It's all pretty silly, but it sets its stall out early enough in that respect. You know what you're letting yourself into in the space of a few minutes, beginning with the stunningly retro computer graphics and then more firmly established in our meeting the absurd dramatis personae. There are a few chuckles to be had along the way – the cast of 'rednecks' (I know it's technically Australia not America, but I can't think of a better word) are a stitch, as are the bonehead teens on the block – and the deaths are generally pretty inventive and interesting. It's hard to be horribly shocked by anything, given the context, but the effects are good for the time and there's some pleasure to be had in wondering what the next extravagant death will look like. The fact the characters are basically 'shreddies' means that you don't miss them, or really feel for them, but again given what this film is trying to do it doesn't make too much difference.
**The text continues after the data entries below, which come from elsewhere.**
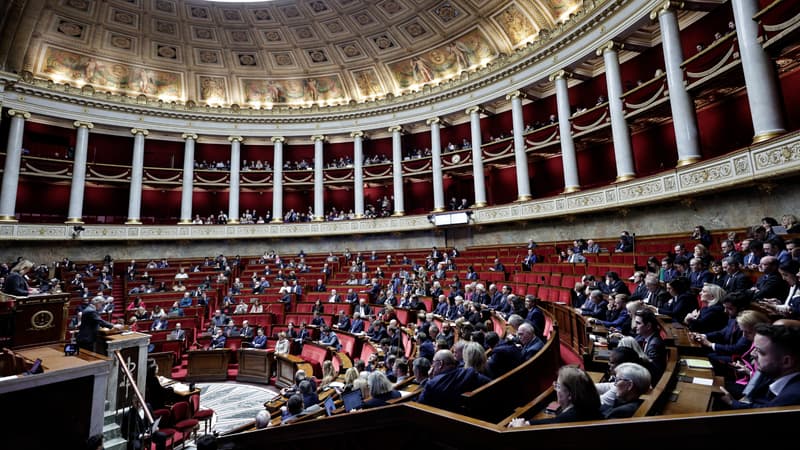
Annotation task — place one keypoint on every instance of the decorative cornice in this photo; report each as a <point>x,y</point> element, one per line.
<point>777,158</point>
<point>666,6</point>
<point>609,46</point>
<point>561,74</point>
<point>18,113</point>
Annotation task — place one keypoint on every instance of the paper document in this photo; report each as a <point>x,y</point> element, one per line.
<point>697,363</point>
<point>703,381</point>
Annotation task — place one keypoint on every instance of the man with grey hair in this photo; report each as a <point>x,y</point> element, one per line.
<point>630,381</point>
<point>595,306</point>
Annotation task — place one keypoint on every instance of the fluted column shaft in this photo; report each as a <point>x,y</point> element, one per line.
<point>478,180</point>
<point>137,171</point>
<point>8,192</point>
<point>236,163</point>
<point>436,165</point>
<point>684,119</point>
<point>623,152</point>
<point>277,180</point>
<point>188,177</point>
<point>520,157</point>
<point>569,160</point>
<point>358,172</point>
<point>75,214</point>
<point>319,186</point>
<point>763,93</point>
<point>397,170</point>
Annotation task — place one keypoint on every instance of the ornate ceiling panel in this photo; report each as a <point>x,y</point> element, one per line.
<point>296,52</point>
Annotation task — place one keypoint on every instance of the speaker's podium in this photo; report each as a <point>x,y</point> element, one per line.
<point>38,319</point>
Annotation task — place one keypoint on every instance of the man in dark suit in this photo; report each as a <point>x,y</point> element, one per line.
<point>735,280</point>
<point>448,382</point>
<point>90,325</point>
<point>778,357</point>
<point>357,325</point>
<point>771,284</point>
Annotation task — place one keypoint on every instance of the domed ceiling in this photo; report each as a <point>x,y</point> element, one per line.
<point>259,54</point>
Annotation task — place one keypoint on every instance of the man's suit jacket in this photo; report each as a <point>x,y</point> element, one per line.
<point>357,326</point>
<point>771,285</point>
<point>736,282</point>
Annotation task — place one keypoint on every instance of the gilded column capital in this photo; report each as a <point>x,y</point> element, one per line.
<point>560,74</point>
<point>474,109</point>
<point>667,6</point>
<point>609,46</point>
<point>17,113</point>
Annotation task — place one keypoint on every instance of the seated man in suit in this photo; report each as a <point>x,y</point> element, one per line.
<point>531,344</point>
<point>178,334</point>
<point>631,381</point>
<point>448,382</point>
<point>219,340</point>
<point>260,341</point>
<point>777,350</point>
<point>357,325</point>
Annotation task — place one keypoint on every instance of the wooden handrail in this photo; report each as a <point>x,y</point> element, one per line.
<point>129,376</point>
Body Melt isn't especially cutting, or visceral, or hard to watch as so many of our entries in Film Gutter have been before it. I don't think it's going to prove to be that memorable either. What it is – and I don't get the chance to say this enough - is a fun piece of horror that plays with some extreme ideas but keeps the humour and the outrageousness at the heart of it. There are plenty of flaws, sure – the story jumps all over the shop, giving almost the sense of a portmanteau rather than a full movie, some of the acting is hammy – like beyond the kind of hammy you'd like too see - and there's little to stir any sort of emotional response. But it was an enjoyable way to spend 80 minues, and on those grounds it's worth a nose as an antidote to the more gruesome and distressing offerings we often encounter.
RATING: 7/10. Body Melt almost feels like a movie out of time, as it would have been a perfect fit for the 80's style of horror. Even for when it was made it was likely retro, and looks even more so now, but it holds up in terms of effects and approaches its slim idea with enough energy and verve to make for a chaotic but ultimately pretty funny experience. It's not unmissable, but you could certainly do a sight worse if you like your extreme horror on the less serious side.